“Il CNEL ha già segnalato in più occasioni, attraverso numerosi seminari e pubblicazioni scientifiche, che nella gig economy le funzioni di datore di lavoro non sono svolte da un soggetto organizzato verticalmente ma, dalla piattaforma digitale che permette la gestione dei rapporti di lavoro che a essa sono collegati. Il ragionamento sulle tutele applicabili ai gig workers potrebbe muovere non solo dai cambiamenti che l’avvento della gig-economy ha determinato nella figura del prestatore di lavoro ma anche dal mutamento della nozione di datore di lavoro”.
Lo ha detto il presidente del CNEL, Tiziano Treu, nell’audizione odierna nell’ambito dell’esame della proposta di direttiva del Parlamento europeo e del Consiglio, relativa al miglioramento delle condizioni di lavoro nel lavoro mediante piattaforme digitali innanzi, innanzi alla Commissione Lavoro della Camera alla quale è intervenuto anche il consigliere CNEL Michele Faioli. Ai lavori ha partecipato anche il segretario generale del CNEL Mauro Nori.
“Negli studi compiuti, il CNEL segnala che occorre evitare di incasellare per legge in modo rigido un lavoro che può assumere nella realtà molte varianti. Inoltre, nei più recenti studi giuslavoristici e nei tentativi di regolazione, legislativa e contrattuale, in materia di gig-economy, il problema posto riguarda prevalentemente la qualificazione del lavoro svolto dai riders, lavoro autonomo vs lavoro subordinato. Ma ciò non basta. Bisogna andare oltre. Il problema della qualificazione del lavoro non è sufficiente per comprendere il fenomeno. La gig-economy è una forma di matchmaking tra domanda e offerta di lavoro. Ci sono opportunità di lavoro, offerte mediante piattaforma digitale, che consentono una certa conoscibilità del mercato del lavoro e, dunque, maggiori occasioni di accesso al lavoro. Il che, spesso, si combina con esigenze personali di flessibilità e, in altre circostanze, purtroppo, si declina con forme di precarietà, anche esistenziali”, ha aggiunto il presidente Treu.
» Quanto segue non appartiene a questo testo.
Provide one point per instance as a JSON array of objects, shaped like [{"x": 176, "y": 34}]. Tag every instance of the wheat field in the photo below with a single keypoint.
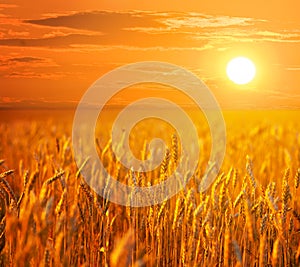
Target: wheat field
[{"x": 250, "y": 216}]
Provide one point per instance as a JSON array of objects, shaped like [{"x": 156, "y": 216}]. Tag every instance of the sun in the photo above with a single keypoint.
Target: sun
[{"x": 241, "y": 70}]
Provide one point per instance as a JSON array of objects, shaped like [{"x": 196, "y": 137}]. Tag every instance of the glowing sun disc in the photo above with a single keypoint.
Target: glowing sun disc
[{"x": 241, "y": 70}]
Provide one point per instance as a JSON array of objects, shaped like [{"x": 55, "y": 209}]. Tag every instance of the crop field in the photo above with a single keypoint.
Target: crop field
[{"x": 250, "y": 215}]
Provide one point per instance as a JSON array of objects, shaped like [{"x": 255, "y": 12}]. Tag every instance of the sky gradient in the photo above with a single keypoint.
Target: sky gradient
[{"x": 51, "y": 52}]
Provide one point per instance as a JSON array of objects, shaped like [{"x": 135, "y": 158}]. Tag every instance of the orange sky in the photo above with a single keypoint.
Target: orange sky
[{"x": 52, "y": 51}]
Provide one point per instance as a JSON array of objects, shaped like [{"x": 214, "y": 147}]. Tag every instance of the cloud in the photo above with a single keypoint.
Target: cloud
[
  {"x": 7, "y": 102},
  {"x": 140, "y": 30},
  {"x": 15, "y": 63},
  {"x": 100, "y": 21}
]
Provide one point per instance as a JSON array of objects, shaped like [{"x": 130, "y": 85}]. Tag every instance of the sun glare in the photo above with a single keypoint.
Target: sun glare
[{"x": 241, "y": 70}]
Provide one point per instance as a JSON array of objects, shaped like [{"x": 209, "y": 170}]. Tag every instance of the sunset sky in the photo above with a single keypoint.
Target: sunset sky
[{"x": 52, "y": 51}]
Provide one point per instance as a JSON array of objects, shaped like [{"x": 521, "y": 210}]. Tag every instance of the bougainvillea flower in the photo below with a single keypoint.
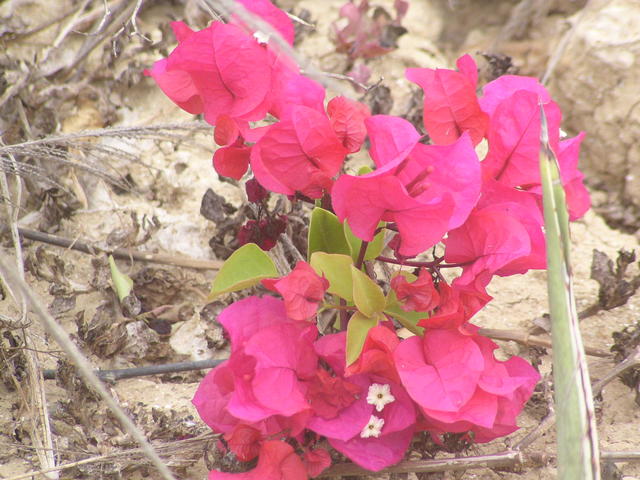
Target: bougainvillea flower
[
  {"x": 303, "y": 290},
  {"x": 316, "y": 461},
  {"x": 377, "y": 354},
  {"x": 494, "y": 92},
  {"x": 514, "y": 139},
  {"x": 267, "y": 349},
  {"x": 292, "y": 89},
  {"x": 232, "y": 160},
  {"x": 347, "y": 119},
  {"x": 329, "y": 395},
  {"x": 244, "y": 442},
  {"x": 458, "y": 303},
  {"x": 417, "y": 296},
  {"x": 278, "y": 19},
  {"x": 577, "y": 195},
  {"x": 459, "y": 384},
  {"x": 502, "y": 236},
  {"x": 218, "y": 70},
  {"x": 394, "y": 423},
  {"x": 425, "y": 194},
  {"x": 277, "y": 461},
  {"x": 450, "y": 103},
  {"x": 299, "y": 153}
]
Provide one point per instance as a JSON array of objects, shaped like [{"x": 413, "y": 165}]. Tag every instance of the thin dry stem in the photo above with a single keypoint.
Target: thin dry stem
[
  {"x": 90, "y": 156},
  {"x": 119, "y": 253},
  {"x": 505, "y": 459},
  {"x": 230, "y": 7},
  {"x": 167, "y": 450},
  {"x": 525, "y": 339},
  {"x": 82, "y": 364}
]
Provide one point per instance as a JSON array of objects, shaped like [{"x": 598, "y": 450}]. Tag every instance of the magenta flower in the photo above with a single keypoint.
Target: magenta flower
[
  {"x": 513, "y": 104},
  {"x": 502, "y": 236},
  {"x": 450, "y": 103},
  {"x": 215, "y": 71},
  {"x": 299, "y": 153},
  {"x": 277, "y": 461},
  {"x": 426, "y": 190},
  {"x": 303, "y": 291},
  {"x": 267, "y": 349},
  {"x": 420, "y": 295},
  {"x": 459, "y": 384}
]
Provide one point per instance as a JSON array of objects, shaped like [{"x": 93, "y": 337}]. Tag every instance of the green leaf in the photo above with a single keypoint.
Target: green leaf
[
  {"x": 121, "y": 283},
  {"x": 336, "y": 269},
  {"x": 374, "y": 248},
  {"x": 408, "y": 320},
  {"x": 577, "y": 444},
  {"x": 326, "y": 234},
  {"x": 367, "y": 295},
  {"x": 357, "y": 330},
  {"x": 243, "y": 269},
  {"x": 393, "y": 308}
]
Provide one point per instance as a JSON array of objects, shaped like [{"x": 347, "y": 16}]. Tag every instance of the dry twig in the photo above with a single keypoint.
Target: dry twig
[
  {"x": 82, "y": 364},
  {"x": 119, "y": 253}
]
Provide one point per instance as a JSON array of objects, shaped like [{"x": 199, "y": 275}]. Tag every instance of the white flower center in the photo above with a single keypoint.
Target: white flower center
[
  {"x": 373, "y": 428},
  {"x": 379, "y": 395}
]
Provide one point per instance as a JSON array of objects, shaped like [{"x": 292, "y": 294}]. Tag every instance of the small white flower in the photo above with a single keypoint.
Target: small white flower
[
  {"x": 379, "y": 395},
  {"x": 373, "y": 428}
]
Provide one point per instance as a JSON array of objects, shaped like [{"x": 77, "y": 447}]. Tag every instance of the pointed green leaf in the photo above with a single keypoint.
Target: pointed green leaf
[
  {"x": 374, "y": 248},
  {"x": 336, "y": 269},
  {"x": 408, "y": 320},
  {"x": 243, "y": 269},
  {"x": 393, "y": 308},
  {"x": 367, "y": 295},
  {"x": 357, "y": 330},
  {"x": 578, "y": 455},
  {"x": 326, "y": 234},
  {"x": 122, "y": 283}
]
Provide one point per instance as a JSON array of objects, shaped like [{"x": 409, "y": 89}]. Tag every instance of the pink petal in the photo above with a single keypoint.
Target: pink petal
[
  {"x": 178, "y": 86},
  {"x": 506, "y": 85},
  {"x": 450, "y": 104},
  {"x": 514, "y": 139},
  {"x": 347, "y": 119},
  {"x": 392, "y": 138},
  {"x": 232, "y": 161},
  {"x": 443, "y": 373}
]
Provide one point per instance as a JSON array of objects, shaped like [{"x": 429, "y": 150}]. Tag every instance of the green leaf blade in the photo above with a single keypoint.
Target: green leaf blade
[
  {"x": 578, "y": 455},
  {"x": 357, "y": 331},
  {"x": 374, "y": 248},
  {"x": 326, "y": 234},
  {"x": 243, "y": 269},
  {"x": 367, "y": 295},
  {"x": 336, "y": 268}
]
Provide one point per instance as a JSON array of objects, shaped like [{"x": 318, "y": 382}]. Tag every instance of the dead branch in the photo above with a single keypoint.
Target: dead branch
[
  {"x": 82, "y": 364},
  {"x": 525, "y": 339},
  {"x": 119, "y": 253}
]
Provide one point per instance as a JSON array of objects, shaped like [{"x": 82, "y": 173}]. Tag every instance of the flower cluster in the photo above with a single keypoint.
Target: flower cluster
[{"x": 287, "y": 392}]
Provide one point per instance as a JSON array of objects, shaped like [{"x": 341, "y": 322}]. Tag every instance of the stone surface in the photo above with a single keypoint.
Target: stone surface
[{"x": 596, "y": 83}]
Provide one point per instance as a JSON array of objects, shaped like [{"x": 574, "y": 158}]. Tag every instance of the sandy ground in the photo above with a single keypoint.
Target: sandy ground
[{"x": 171, "y": 180}]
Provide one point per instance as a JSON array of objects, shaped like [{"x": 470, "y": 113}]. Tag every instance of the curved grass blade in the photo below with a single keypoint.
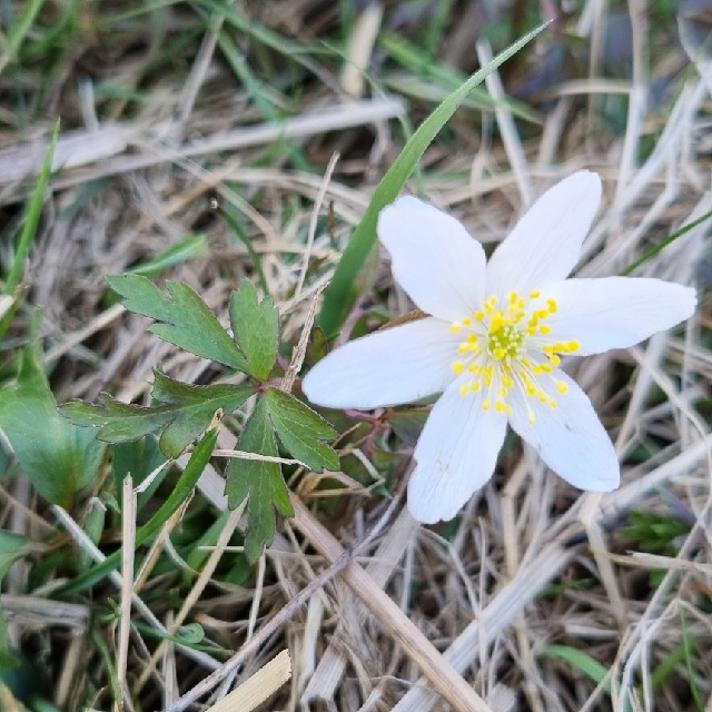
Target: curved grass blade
[
  {"x": 343, "y": 290},
  {"x": 657, "y": 249}
]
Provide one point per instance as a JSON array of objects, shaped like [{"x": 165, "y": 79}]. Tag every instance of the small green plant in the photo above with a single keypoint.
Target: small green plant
[{"x": 180, "y": 412}]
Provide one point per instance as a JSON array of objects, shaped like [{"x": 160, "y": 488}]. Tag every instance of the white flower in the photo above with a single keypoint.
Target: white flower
[{"x": 494, "y": 342}]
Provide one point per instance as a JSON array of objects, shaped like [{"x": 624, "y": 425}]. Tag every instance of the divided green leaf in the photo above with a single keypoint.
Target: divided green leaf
[
  {"x": 256, "y": 329},
  {"x": 185, "y": 320},
  {"x": 181, "y": 413},
  {"x": 302, "y": 431},
  {"x": 259, "y": 481},
  {"x": 59, "y": 458}
]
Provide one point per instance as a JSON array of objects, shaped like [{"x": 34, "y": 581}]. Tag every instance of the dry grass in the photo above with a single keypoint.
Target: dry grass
[{"x": 360, "y": 595}]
“Con la proposta di direttiva del 2021 si aprono una serie di scenari nuovi. In primo luogo, la direttiva dovrebbe allineare la propria definizione con l’assetto normativo che si sta sviluppando a livello europeo in materia di intelligenza artificiale e di servizi/mercato digitale. Ma la cosa comporta molti problemi. L’armonizzazione tra norme europee è il presupposto per un buon funzionamento del mercato in cui operano anche le piattaforme digitali che intermediano lavoro – ha sottolineato il presidente del CNEL – La giusta concorrenza tra operatori del mercato digitale, europeo e transnazionale, non è da intendersi come un corollario delle tutele giuslavoristiche. Più e meglio si incide su tali discipline della concorrenza, maggiori saranno i benefici per tutti, anche i consumatori e i lavoratori. La proposta di direttiva riabilita un meccanismo giudiziale che permetterebbe al lavoratore di chiedere al giudice di intervenire per riqualificare il rapporto di lavoro come subordinato. Se da una parte questo crea maggiori possibilità di esercitare i propri diritti, dall’altra non segue l’impostazione preventiva della lite che l’Accordo Quadro Europeo sul lavoro digitale del 2020, sottoscritto da tutte le parti sociali, prevede”.
“L’Accordo Quadro punta essenzialmente su procedimenti di informazione e consultazione che permettono ai rappresentanti dei lavoratori di predisporre tutele adeguate allo specifico caso e ritagliate sulle esigenze dei lavoratori, fermo restando un assetto generale di principi condivisi da tutti (tutela della dignità personale, prospettiva persona-centrica, etc.). La proposta di direttiva non valorizza sufficientemente il ruolo delle rappresentanze sindacali neanche nella sezione che attiene ai diritti sull’accesso all’algoritmo (art. 6 ss.): si tratta di diritti individuali, rimessi all’esercizio di ciascun lavoratore. Il che non supporta la contrattazione collettiva e la partecipazione strategica nella materia delle piattaforme, creando spazio per contenziosi lunghi e spesso complicati. La proposta di direttiva potrebbe rendere più sinergica la collaborazione tra autorità garante della privacy, a cui sono assegnate una serie di funzioni, e ispettorati del lavoro”, ha concluso Treu.